Now she had two clients, and was sure someone wanted to kill off either Paul or her. Or maybe both of them? What a life.
She got up, walked to the window and stared out over the peaceful lake, thinking. Dark green evergreens almost hid the homes and cabins around it. A breeze was sending little waves rippling across the blue lake toward her where they lapped against the sandy shore. Her little fishing boat bounced against her dock in the sunshine, seeming to call to her.
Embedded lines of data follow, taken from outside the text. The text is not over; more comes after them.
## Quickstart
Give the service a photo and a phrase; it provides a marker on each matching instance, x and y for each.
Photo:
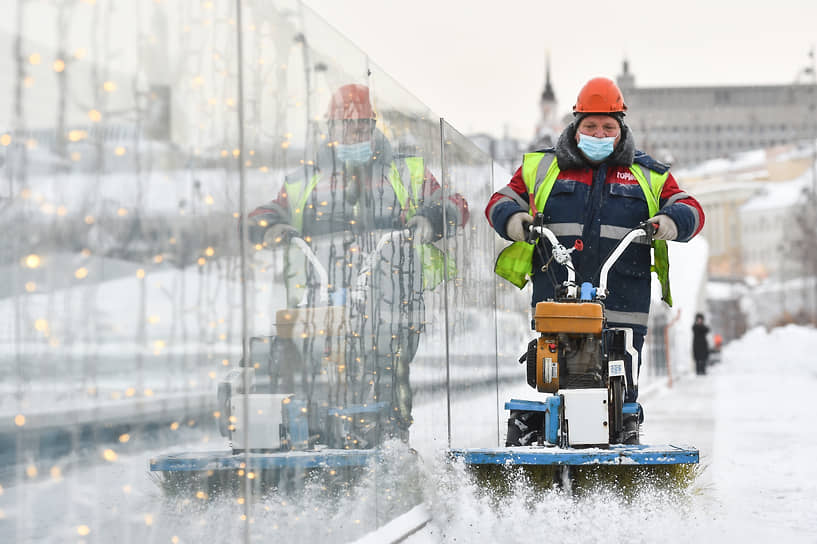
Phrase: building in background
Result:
(688, 125)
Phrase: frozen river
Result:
(750, 418)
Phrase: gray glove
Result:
(667, 229)
(422, 229)
(517, 226)
(280, 232)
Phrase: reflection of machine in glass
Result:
(326, 389)
(343, 378)
(580, 362)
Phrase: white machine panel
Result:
(586, 415)
(264, 417)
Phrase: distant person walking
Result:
(700, 346)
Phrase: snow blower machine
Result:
(313, 401)
(581, 432)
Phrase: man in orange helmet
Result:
(594, 185)
(356, 191)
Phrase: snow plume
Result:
(464, 511)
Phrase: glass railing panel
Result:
(120, 298)
(471, 325)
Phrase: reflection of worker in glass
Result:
(343, 205)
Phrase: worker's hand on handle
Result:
(665, 228)
(422, 229)
(279, 233)
(518, 226)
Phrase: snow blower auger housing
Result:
(578, 363)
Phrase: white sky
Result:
(481, 64)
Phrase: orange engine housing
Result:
(569, 317)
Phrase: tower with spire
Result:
(546, 127)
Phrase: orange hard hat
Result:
(600, 95)
(350, 102)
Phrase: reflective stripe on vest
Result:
(515, 261)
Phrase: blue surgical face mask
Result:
(354, 153)
(596, 149)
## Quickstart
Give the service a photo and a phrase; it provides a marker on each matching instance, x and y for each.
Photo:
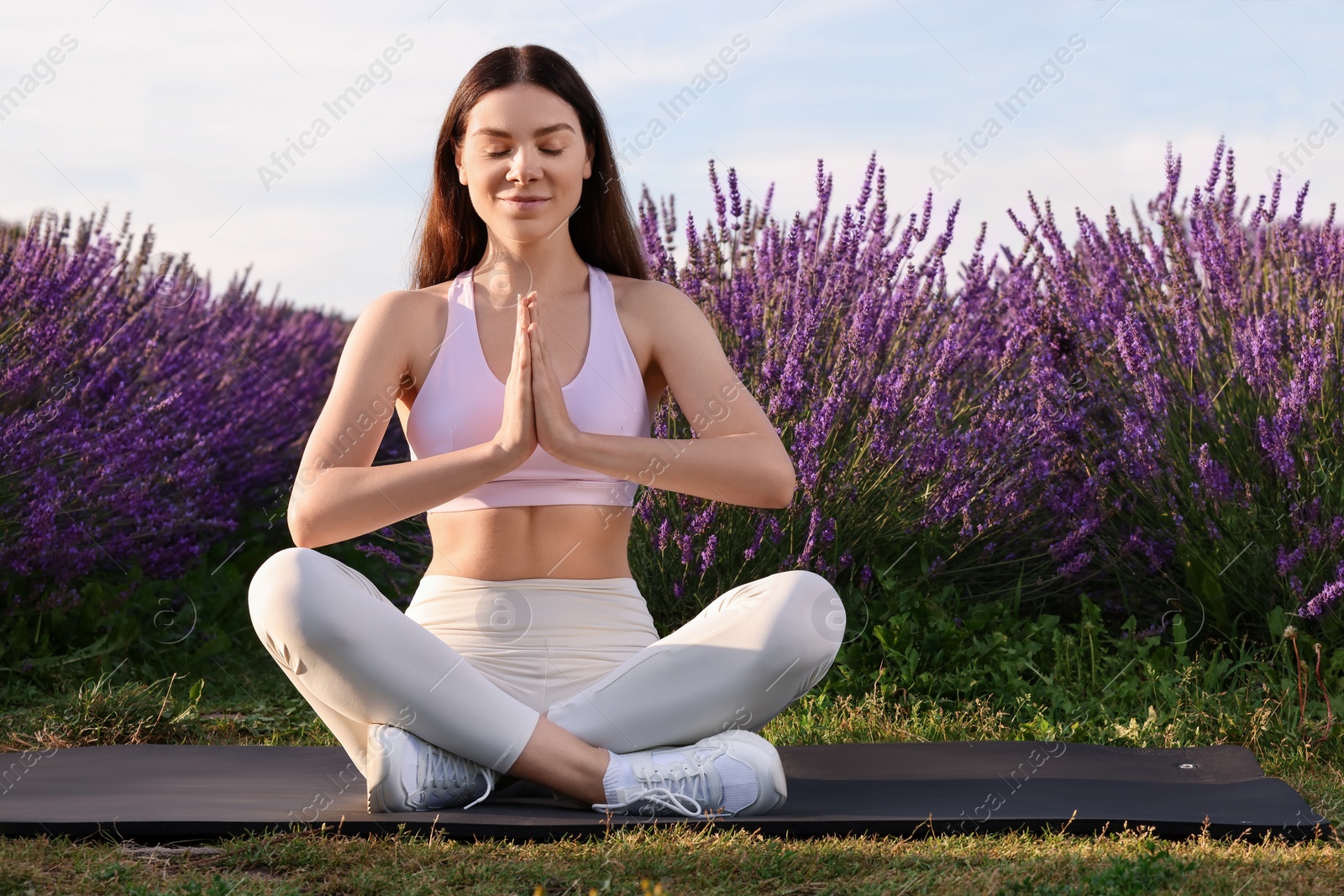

She wished she could take the rest of the day off and go fishing. A meal of walleye would taste great. She'd only been out a couple of times since fishing season opened two weeks ago on Mother's Day weekend, and hadn't even started up the grill yet this year.
Turning back to her desk, she realized the message light was blinking on her answering machine. She punched the play button and heard a message from Hal Munson demanding an immediate return call.
With a resigned sigh, she sat down at her desk and punched in his number. “What's up, Mr. Munson?”
“Did you learn anything about my wife yet?”
I know a whole lot, but I'm not ready to tell you about it yet. Not 'til I know where you fit into all of this. “I'm working on it.”
“Humph. Well, I did.”
She sat up straighter, her fingers tightening on the telephone receiver. “Oh?”
“Yeah. I got a call from my gardener at work today. Nora had a young male visitor at our house. He was driving a blue Cavalier and stayed for a couple of hours.”
A call from his gardener? Yikes, the man has his help spying everywhere. Swallowing, she said, “Yeah? Did you get a license number? Any description?”
“Damn right I did. I want to know who the hell that guy is, pronto.” His anger echoed through the phone line.
“I'll do my best. Let me get a pen and then give me the details.” His heavy breathing warned her of his impatience. Trying to hurry, she opened her desk and found a pen and pad. “Okay, shoot.”